A response to this summer's unrest

Florida Gov. Ron DeSantis (R) is pushing "anti-mob" legislation that would reportedly allow citizens to confront looters with firepower.

The bill, which comes after months of civil unrest in the wake of George Floyd's death, would broaden Florida's Stand Your Ground law by expanding the "forcible felonies" list to justify the use of deadly force against individuals engaged in criminal activity resulting in "interruption or impairment" to a business, according to the Miami Herald.

That legislation would also justify deadly force used against individuals engaged in looting businesses within 500 feet of a "violent or disorderly assembly."

Currently, Florida state law declares:

A person is justified in using or threatening to use deadly force if he or she reasonably believes that using or threatening to use such force is necessary to prevent imminent death or great bodily harm to himself or herself or another or to prevent the imminent commission of a forcible felony.
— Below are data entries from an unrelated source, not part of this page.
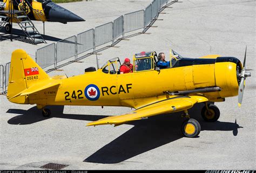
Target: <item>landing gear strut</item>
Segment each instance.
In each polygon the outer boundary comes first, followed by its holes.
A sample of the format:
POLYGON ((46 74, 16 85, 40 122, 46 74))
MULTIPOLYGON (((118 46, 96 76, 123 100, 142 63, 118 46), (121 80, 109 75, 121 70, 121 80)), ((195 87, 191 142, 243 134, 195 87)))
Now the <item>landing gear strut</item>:
POLYGON ((193 119, 191 119, 187 110, 184 110, 184 113, 181 117, 186 119, 181 125, 181 132, 186 137, 194 137, 198 136, 201 131, 201 126, 198 121, 193 119))

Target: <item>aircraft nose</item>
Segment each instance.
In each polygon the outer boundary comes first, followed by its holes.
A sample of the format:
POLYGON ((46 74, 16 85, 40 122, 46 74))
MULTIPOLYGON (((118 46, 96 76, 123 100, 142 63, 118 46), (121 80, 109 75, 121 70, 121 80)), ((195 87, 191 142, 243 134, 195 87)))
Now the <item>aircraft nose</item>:
POLYGON ((48 20, 66 24, 70 22, 85 21, 84 19, 74 14, 67 9, 53 3, 48 3, 45 9, 48 11, 48 20))

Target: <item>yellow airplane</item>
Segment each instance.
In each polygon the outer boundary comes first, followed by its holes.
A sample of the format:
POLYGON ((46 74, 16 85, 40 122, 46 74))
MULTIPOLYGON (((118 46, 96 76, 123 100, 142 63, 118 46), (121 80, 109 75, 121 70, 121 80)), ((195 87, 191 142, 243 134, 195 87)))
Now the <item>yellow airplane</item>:
POLYGON ((5 25, 6 32, 10 32, 12 22, 25 21, 26 16, 31 20, 42 22, 56 22, 64 24, 70 22, 85 21, 83 18, 53 3, 50 0, 0 0, 0 16, 2 20, 9 23, 5 25), (14 10, 14 17, 11 18, 9 9, 14 10))
POLYGON ((44 116, 47 105, 124 106, 135 110, 89 123, 87 126, 114 124, 147 119, 161 114, 183 112, 186 118, 183 134, 194 137, 199 122, 190 118, 188 109, 204 102, 203 119, 216 121, 220 111, 212 102, 237 95, 241 105, 245 80, 251 73, 234 57, 209 55, 183 58, 170 51, 171 68, 159 69, 156 52, 141 52, 133 57, 133 73, 120 74, 118 58, 108 60, 101 68, 85 70, 84 74, 67 78, 50 77, 23 50, 12 54, 7 98, 12 102, 36 104, 44 116))

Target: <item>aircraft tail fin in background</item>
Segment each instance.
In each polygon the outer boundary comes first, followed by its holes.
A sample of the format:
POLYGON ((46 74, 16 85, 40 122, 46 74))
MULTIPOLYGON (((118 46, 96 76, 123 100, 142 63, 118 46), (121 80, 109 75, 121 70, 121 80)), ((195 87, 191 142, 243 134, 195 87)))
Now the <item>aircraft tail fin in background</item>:
POLYGON ((26 52, 21 49, 15 50, 11 55, 7 98, 11 102, 29 103, 28 96, 14 98, 14 96, 48 79, 50 79, 49 76, 26 52))

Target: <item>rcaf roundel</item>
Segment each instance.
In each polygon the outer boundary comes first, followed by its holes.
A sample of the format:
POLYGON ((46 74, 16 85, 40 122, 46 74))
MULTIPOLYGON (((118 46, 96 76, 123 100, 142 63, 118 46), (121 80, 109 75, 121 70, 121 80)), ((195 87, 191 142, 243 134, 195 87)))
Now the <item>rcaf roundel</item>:
POLYGON ((84 89, 84 94, 88 100, 95 101, 99 98, 100 93, 97 86, 90 84, 87 86, 84 89))

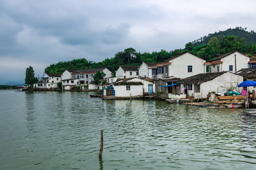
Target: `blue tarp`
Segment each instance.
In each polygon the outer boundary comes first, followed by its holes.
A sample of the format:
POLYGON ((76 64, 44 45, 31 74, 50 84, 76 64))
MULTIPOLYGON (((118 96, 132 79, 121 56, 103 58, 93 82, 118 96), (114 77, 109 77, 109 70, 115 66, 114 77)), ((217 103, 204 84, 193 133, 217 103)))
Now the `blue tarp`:
POLYGON ((173 85, 178 85, 178 84, 172 84, 172 85, 164 85, 163 86, 162 86, 162 87, 169 87, 169 86, 173 86, 173 85))

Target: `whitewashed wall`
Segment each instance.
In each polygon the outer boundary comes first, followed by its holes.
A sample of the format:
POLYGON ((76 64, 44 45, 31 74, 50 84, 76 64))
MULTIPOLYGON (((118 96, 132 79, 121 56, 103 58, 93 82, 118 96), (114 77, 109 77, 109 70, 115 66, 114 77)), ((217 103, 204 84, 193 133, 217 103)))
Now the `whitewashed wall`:
POLYGON ((203 73, 206 60, 186 53, 169 62, 172 62, 172 65, 168 65, 168 76, 184 78, 203 73), (188 66, 192 66, 192 72, 188 72, 188 66))
POLYGON ((103 70, 103 72, 106 74, 106 76, 104 77, 104 78, 111 77, 112 76, 111 71, 110 71, 108 68, 105 68, 103 70))
POLYGON ((139 69, 139 76, 144 77, 148 77, 152 78, 152 69, 151 68, 149 68, 147 65, 144 62, 140 66, 139 69))
POLYGON ((70 73, 68 70, 65 70, 62 73, 61 76, 61 79, 65 80, 67 79, 71 78, 71 73, 70 73))
POLYGON ((229 65, 233 65, 233 71, 235 73, 235 55, 236 55, 237 71, 242 68, 248 68, 248 61, 250 58, 238 52, 236 52, 221 60, 223 62, 222 63, 222 71, 229 71, 229 65))
POLYGON ((126 85, 114 86, 115 95, 117 97, 130 97, 130 94, 131 94, 132 96, 143 95, 142 85, 130 85, 130 90, 126 90, 126 85))
POLYGON ((145 81, 144 80, 142 80, 139 78, 133 78, 132 79, 129 80, 127 81, 128 82, 141 82, 143 84, 143 88, 144 89, 144 93, 148 93, 148 85, 153 85, 153 93, 155 93, 155 85, 154 83, 153 83, 147 81, 145 81))

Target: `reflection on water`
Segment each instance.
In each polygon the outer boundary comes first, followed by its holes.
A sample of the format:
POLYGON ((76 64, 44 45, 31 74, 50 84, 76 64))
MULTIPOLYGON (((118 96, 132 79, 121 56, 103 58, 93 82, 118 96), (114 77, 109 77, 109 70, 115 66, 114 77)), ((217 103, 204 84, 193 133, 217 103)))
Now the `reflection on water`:
POLYGON ((0 91, 0 169, 255 169, 256 118, 87 93, 0 91), (99 159, 101 130, 104 149, 99 159), (103 168, 104 167, 104 168, 103 168))

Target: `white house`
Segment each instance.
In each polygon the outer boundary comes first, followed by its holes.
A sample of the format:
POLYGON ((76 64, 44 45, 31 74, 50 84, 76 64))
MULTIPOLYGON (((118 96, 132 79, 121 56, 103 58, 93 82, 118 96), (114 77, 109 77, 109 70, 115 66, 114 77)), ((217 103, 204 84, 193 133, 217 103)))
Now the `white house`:
POLYGON ((120 66, 116 71, 116 76, 124 78, 139 76, 138 66, 120 66))
POLYGON ((34 88, 51 89, 58 88, 57 84, 61 82, 61 76, 57 73, 45 73, 40 78, 41 81, 34 84, 34 88))
POLYGON ((250 61, 250 58, 238 51, 222 55, 204 63, 205 73, 215 73, 229 71, 235 73, 242 68, 254 67, 255 61, 250 61))
POLYGON ((142 96, 143 84, 141 82, 121 81, 113 83, 117 97, 142 96))
POLYGON ((156 67, 157 64, 143 62, 138 69, 139 76, 152 79, 156 78, 155 75, 157 73, 157 68, 156 67))
POLYGON ((91 83, 94 81, 93 76, 98 71, 106 74, 104 78, 111 76, 111 71, 105 68, 66 70, 61 76, 63 89, 69 90, 74 87, 91 83))
POLYGON ((229 71, 199 74, 178 80, 174 83, 179 84, 180 94, 185 93, 195 98, 205 98, 209 92, 221 92, 223 87, 234 87, 241 92, 242 88, 238 85, 242 83, 243 76, 229 71))
POLYGON ((204 72, 206 61, 188 52, 173 57, 157 64, 157 78, 174 76, 183 78, 204 72))
POLYGON ((127 82, 141 82, 143 84, 143 94, 149 94, 155 93, 154 80, 148 77, 133 78, 127 81, 127 82))
MULTIPOLYGON (((256 68, 243 68, 237 72, 236 74, 243 76, 243 81, 247 80, 256 81, 256 68)), ((247 90, 249 89, 250 91, 252 92, 253 90, 256 90, 256 86, 250 86, 249 88, 244 87, 243 89, 247 90)))

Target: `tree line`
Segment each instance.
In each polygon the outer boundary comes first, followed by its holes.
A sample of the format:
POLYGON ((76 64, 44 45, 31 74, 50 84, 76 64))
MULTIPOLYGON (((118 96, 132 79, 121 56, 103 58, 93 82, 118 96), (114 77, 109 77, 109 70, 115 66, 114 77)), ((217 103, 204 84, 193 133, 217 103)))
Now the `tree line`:
POLYGON ((46 67, 45 71, 60 74, 68 69, 106 67, 115 73, 120 65, 140 65, 142 62, 160 63, 186 51, 209 61, 220 55, 236 51, 251 57, 256 54, 256 44, 246 44, 245 38, 234 35, 219 35, 211 37, 206 44, 195 47, 193 47, 192 42, 189 42, 186 44, 184 49, 176 49, 170 51, 162 50, 159 52, 143 53, 129 48, 123 51, 116 53, 113 57, 107 58, 102 62, 96 63, 88 61, 84 58, 74 59, 71 61, 60 61, 52 64, 46 67))

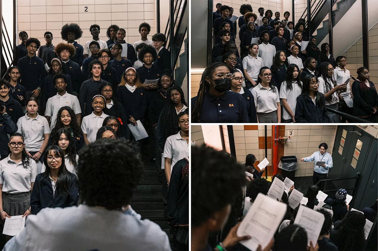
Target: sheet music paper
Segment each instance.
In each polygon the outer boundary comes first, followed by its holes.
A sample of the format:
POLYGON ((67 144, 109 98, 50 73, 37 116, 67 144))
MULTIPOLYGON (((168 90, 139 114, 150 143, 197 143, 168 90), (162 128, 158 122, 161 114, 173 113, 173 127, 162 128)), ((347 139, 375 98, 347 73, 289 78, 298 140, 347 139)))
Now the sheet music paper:
POLYGON ((25 219, 26 217, 22 215, 12 216, 11 218, 5 218, 3 233, 11 236, 14 236, 25 227, 25 219))
POLYGON ((294 188, 289 196, 289 205, 293 209, 295 209, 299 205, 302 198, 303 194, 294 188))
POLYGON ((266 195, 274 199, 278 199, 280 201, 282 199, 284 190, 285 184, 282 181, 279 179, 274 179, 266 195))
POLYGON ((303 227, 307 232, 307 246, 310 246, 310 241, 313 245, 316 245, 324 222, 323 214, 302 205, 294 220, 294 224, 303 227))
POLYGON ((286 204, 259 193, 237 232, 238 236, 249 235, 252 238, 240 243, 253 251, 259 244, 265 248, 281 223, 287 208, 286 204))

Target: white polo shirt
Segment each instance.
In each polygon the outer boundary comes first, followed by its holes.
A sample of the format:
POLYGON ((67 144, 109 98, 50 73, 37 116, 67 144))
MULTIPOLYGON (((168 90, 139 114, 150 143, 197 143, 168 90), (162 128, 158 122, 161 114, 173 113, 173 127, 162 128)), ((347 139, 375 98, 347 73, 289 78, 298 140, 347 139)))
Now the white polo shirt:
POLYGON ((80 104, 77 98, 74 95, 70 94, 67 92, 62 96, 57 93, 47 100, 46 110, 45 116, 51 117, 50 129, 53 130, 56 122, 56 116, 60 107, 68 106, 72 109, 75 114, 81 113, 80 104))
MULTIPOLYGON (((325 82, 324 81, 323 77, 320 76, 318 78, 318 80, 319 81, 319 87, 318 89, 318 91, 321 92, 324 94, 330 91, 327 91, 325 88, 325 82)), ((339 94, 337 92, 335 92, 332 94, 332 98, 330 100, 325 100, 325 104, 327 106, 339 103, 339 94)))
POLYGON ((97 131, 100 127, 102 126, 102 122, 108 115, 102 112, 99 116, 97 116, 94 112, 83 118, 81 122, 81 130, 83 133, 87 134, 87 139, 90 142, 96 141, 97 131))
POLYGON ((96 41, 100 45, 100 49, 108 49, 108 44, 106 42, 103 41, 99 38, 98 40, 96 40, 92 38, 90 40, 85 42, 85 44, 84 45, 84 50, 83 51, 83 55, 85 54, 88 54, 88 57, 91 56, 92 54, 91 53, 91 50, 89 49, 89 44, 92 41, 96 41))
POLYGON ((273 58, 275 55, 276 46, 274 46, 269 43, 265 44, 263 43, 259 45, 257 56, 262 58, 263 64, 264 66, 270 68, 273 64, 273 58))
MULTIPOLYGON (((302 82, 301 82, 301 83, 302 82)), ((302 89, 299 87, 296 81, 291 83, 293 87, 291 90, 287 89, 287 84, 286 81, 282 82, 281 86, 281 89, 280 90, 280 98, 286 99, 286 102, 287 102, 290 109, 291 109, 294 114, 295 114, 295 107, 297 106, 297 98, 302 92, 302 89)), ((287 112, 286 109, 284 107, 284 110, 282 112, 283 116, 284 119, 291 119, 291 116, 290 116, 289 113, 287 112)))
POLYGON ((289 64, 295 64, 298 66, 298 67, 299 67, 299 71, 301 71, 301 69, 304 69, 302 60, 299 57, 295 57, 293 55, 290 55, 290 57, 288 57, 287 60, 289 62, 289 64))
POLYGON ((263 87, 261 83, 259 83, 252 90, 255 99, 255 106, 257 107, 256 112, 267 113, 277 110, 277 103, 280 103, 279 94, 278 89, 274 87, 275 92, 273 92, 270 87, 268 89, 263 87))
POLYGON ((262 58, 256 56, 254 58, 248 54, 243 59, 243 69, 247 71, 247 73, 254 81, 259 78, 260 69, 263 66, 262 58))
POLYGON ((36 118, 28 116, 28 113, 17 121, 17 132, 21 133, 25 141, 25 149, 28 152, 38 152, 43 143, 43 135, 50 133, 50 127, 45 117, 37 113, 36 118))
POLYGON ((22 162, 17 164, 11 159, 11 154, 0 161, 0 184, 3 192, 8 193, 27 193, 31 189, 30 183, 36 181, 37 174, 37 164, 30 158, 27 168, 22 162))
POLYGON ((180 132, 167 138, 164 145, 163 157, 172 160, 171 173, 172 173, 173 166, 176 162, 184 158, 187 158, 189 156, 189 148, 191 145, 187 142, 185 139, 183 138, 180 135, 180 132))

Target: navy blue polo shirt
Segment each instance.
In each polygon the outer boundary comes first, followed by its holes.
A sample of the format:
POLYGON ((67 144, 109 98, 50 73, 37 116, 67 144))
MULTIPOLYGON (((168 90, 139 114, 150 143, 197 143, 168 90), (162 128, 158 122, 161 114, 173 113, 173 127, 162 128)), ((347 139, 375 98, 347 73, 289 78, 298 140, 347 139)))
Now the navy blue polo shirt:
POLYGON ((33 91, 38 87, 41 88, 46 77, 45 64, 42 59, 34 55, 32 58, 26 56, 17 63, 21 75, 20 83, 26 91, 33 91))
MULTIPOLYGON (((192 98, 192 110, 198 96, 192 98)), ((201 108, 201 123, 243 123, 248 122, 245 102, 238 93, 226 91, 220 97, 205 93, 201 108)))
POLYGON ((131 61, 128 59, 125 59, 123 58, 119 61, 115 58, 112 60, 109 61, 108 64, 114 68, 117 71, 118 81, 120 82, 122 79, 122 75, 125 73, 126 69, 129 67, 133 67, 133 64, 132 63, 131 61))

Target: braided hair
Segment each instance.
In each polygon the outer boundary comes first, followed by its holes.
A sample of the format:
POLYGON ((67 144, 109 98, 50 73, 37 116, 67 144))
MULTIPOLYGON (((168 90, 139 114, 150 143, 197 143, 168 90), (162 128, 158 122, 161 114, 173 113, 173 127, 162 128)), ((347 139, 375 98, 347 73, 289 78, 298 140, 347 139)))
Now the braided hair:
MULTIPOLYGON (((13 133, 9 138, 9 142, 10 142, 11 140, 15 137, 21 137, 21 139, 22 139, 22 142, 25 142, 25 140, 24 139, 22 135, 19 133, 13 133)), ((22 163, 22 166, 24 168, 28 168, 30 165, 30 157, 26 153, 26 150, 25 150, 25 146, 24 146, 23 149, 22 149, 22 151, 21 152, 21 162, 22 163)))
MULTIPOLYGON (((226 43, 227 43, 226 42, 226 43)), ((225 47, 226 45, 225 44, 225 47)), ((197 93, 197 99, 194 104, 194 107, 192 111, 192 122, 198 123, 200 121, 200 118, 201 117, 201 110, 202 109, 202 104, 205 98, 205 93, 209 91, 210 88, 210 84, 206 81, 206 77, 212 75, 215 69, 219 66, 227 66, 222 62, 216 62, 209 64, 202 73, 202 76, 200 82, 200 89, 197 93)), ((168 95, 167 95, 167 98, 168 95)), ((168 98, 167 99, 167 101, 168 98)))

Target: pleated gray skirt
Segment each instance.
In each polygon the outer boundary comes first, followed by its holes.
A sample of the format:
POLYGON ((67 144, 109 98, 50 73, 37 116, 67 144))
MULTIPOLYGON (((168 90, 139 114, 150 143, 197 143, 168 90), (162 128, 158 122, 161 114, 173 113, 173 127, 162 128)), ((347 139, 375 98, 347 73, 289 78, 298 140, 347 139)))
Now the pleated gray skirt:
POLYGON ((11 194, 3 193, 3 209, 9 216, 22 215, 30 206, 31 193, 11 194))

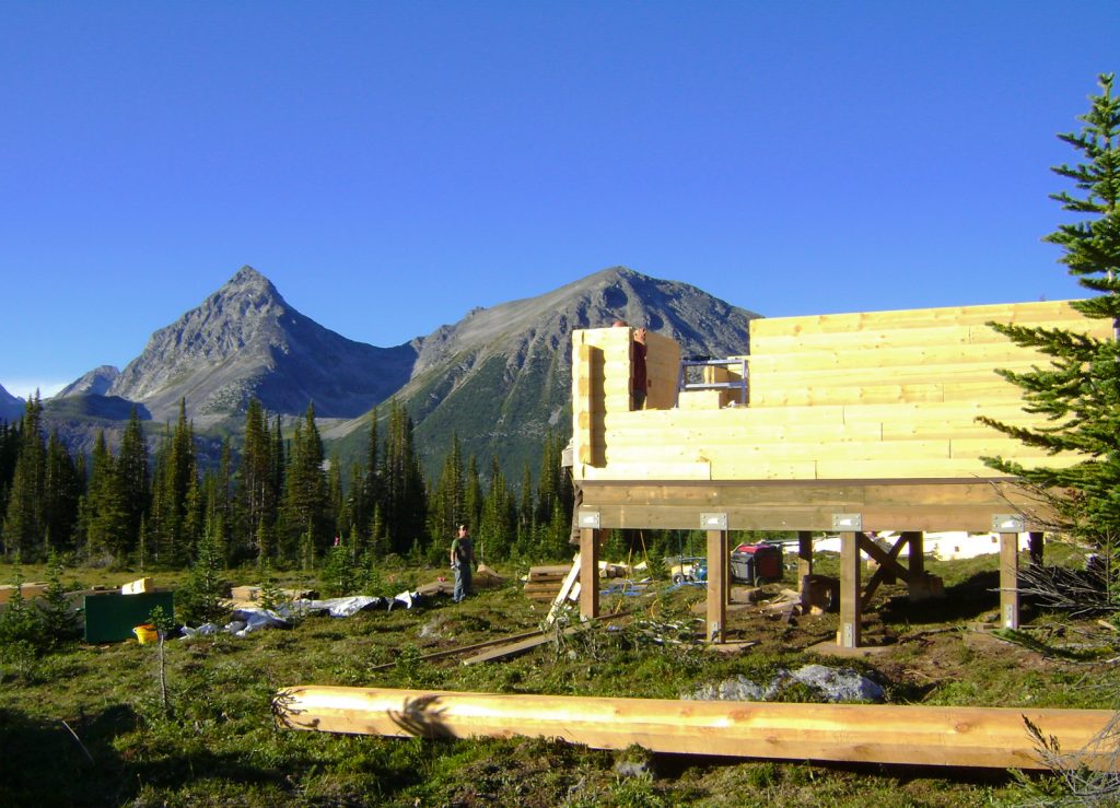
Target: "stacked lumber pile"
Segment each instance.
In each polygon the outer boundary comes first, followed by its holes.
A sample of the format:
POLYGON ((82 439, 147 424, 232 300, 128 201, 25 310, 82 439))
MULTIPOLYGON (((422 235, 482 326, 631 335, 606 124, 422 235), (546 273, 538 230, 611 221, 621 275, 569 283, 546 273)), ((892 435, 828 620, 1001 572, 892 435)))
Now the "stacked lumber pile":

A person who uses or threatens to use deadly force in accordance with this subsection does not have a duty to retreat and has the right to stand his or her ground if the person using or threatening to use the deadly force is not engaged in a criminal activity and is in a place where he or she has a right to be.

"Forcible felonies" in Florida include: murder, manslaughter, sexual battery, robbery, kidnapping, assault, battery, aggravated stalking, carjacking, among others, and "any other felony which involves the use or threat of physical force or violence against any individual."

Also, the bill DeSantis is promoting would give immunity to motorists who "unintentionally killed or injured protesters who block traffic," the Herald reported.

The bill would also withhold state funding from local governments if they make "disproportionate funding reductions" to police budgets.

What was the reaction?

Although the legislation has not yet been filed with the Florida Legislature, legal experts are concerned the bill would encourage vigilantism and result in unnecessary deaths over mere property crimes.

"It allows for vigilantes to justify their actions," Denise Georges, a former Miami-Dade County prosecutor, told the Herald.

She added, "It also allows for death to be the punishment for a property crime — and that is cruel and unusual punishment. We cannot live in a lawless society where taking a life is done so casually and recklessly."

Former Miami-Dade prosecutor Aubrey Webb agreed that the proposed bill "dangerously gives armed private citizens power to kill as they subjectively determine what constitutes 'criminal mischief' that interferes with a business."

"The Boston Tea Party members would have been lawfully shot under Florida's law by the British East India Tea Company," Webb told the Herald.